Finding growth paths
The creation of an environment where businesses have the confidence to look ahead is crucially important at the moment. Overall, the economy is flat but even now there are growth opportunities, particularly for agile and small and medium sized companies. Taking advantage of those opportunities will often require investment and borrowing.
A stable interest rate is one of the factors that give company owners the confidence to borrow. The other key factor is reliable and available finance. Paul Tucker, Bank of England Deputy Governor, Financial Stability, pointed out in a speech to the Association of Corporate Treasurers in April that this is still an area where many businesses face a major obstacle. While noting that the bond market is playing a bigger role in financing large businesses, Mr Tucker asserted that bank lending remains the “backstop for working capital finance”.

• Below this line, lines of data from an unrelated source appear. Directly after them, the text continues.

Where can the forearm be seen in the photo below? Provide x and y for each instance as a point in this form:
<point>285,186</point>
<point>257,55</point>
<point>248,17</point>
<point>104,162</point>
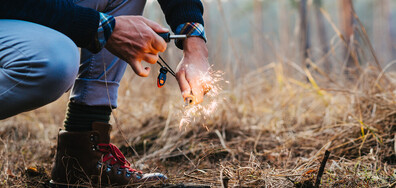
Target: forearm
<point>78,23</point>
<point>182,11</point>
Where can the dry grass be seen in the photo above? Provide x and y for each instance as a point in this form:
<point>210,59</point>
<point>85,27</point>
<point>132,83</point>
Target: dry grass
<point>266,132</point>
<point>271,128</point>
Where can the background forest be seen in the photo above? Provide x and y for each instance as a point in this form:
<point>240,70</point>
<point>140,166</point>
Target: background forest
<point>296,78</point>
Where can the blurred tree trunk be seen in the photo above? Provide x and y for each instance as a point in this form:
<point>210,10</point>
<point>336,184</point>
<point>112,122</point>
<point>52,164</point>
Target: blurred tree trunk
<point>258,29</point>
<point>382,33</point>
<point>347,26</point>
<point>322,35</point>
<point>304,35</point>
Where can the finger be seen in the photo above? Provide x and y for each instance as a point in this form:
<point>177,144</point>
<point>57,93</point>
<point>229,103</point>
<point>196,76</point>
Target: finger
<point>150,58</point>
<point>138,68</point>
<point>155,26</point>
<point>197,91</point>
<point>183,84</point>
<point>158,44</point>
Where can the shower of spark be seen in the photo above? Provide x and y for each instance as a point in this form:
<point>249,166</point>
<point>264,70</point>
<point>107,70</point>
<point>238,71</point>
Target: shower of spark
<point>193,113</point>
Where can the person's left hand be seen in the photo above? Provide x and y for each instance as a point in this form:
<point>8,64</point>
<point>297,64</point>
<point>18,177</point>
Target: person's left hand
<point>192,73</point>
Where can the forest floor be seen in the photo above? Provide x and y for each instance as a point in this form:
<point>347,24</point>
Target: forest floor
<point>270,132</point>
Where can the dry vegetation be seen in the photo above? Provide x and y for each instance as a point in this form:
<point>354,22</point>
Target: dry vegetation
<point>271,128</point>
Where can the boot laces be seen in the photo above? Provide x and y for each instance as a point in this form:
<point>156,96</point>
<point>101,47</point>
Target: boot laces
<point>114,155</point>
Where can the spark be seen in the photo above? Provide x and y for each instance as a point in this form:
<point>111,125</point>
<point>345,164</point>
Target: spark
<point>191,113</point>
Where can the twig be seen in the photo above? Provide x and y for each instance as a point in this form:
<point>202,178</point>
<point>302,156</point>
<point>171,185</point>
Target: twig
<point>321,169</point>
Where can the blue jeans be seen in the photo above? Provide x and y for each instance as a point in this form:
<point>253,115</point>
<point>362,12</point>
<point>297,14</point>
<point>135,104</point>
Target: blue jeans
<point>39,64</point>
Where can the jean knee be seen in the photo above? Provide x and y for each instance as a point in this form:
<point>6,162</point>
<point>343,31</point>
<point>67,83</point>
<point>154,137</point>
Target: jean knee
<point>61,66</point>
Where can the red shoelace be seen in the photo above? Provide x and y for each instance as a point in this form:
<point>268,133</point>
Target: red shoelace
<point>114,155</point>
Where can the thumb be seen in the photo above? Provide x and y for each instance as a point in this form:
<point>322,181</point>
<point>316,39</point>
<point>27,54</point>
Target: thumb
<point>155,26</point>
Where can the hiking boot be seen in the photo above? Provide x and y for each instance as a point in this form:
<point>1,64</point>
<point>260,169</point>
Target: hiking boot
<point>86,159</point>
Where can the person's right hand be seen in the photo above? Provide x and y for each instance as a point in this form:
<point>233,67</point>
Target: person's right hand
<point>135,39</point>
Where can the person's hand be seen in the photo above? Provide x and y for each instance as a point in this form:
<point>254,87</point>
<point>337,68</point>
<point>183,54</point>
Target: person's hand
<point>192,73</point>
<point>135,39</point>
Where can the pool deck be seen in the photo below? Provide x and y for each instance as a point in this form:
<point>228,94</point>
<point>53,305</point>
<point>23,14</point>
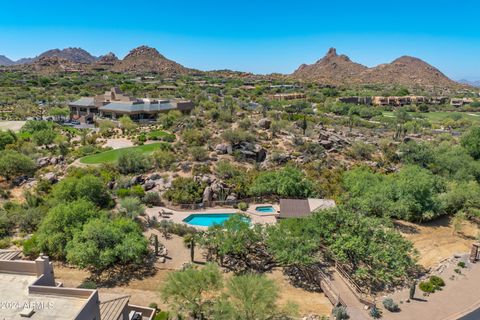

The speech was a reminder that the finance industry, and the banking industry in particular, must play its part in providing companies with the funding they need to trade and grow. The Deputy Governor noted a rise in invoice finance and our own experience at ABN AMRO Commercial Finance suggests that an increasing number of companies are turning to Receivables Finance and the wider menu of Asset Based Lending products to meet their funding needs. It’s a trend that is likely to continue and I’m confident that Asset Based Lending will play an increasingly important role in that funding equation.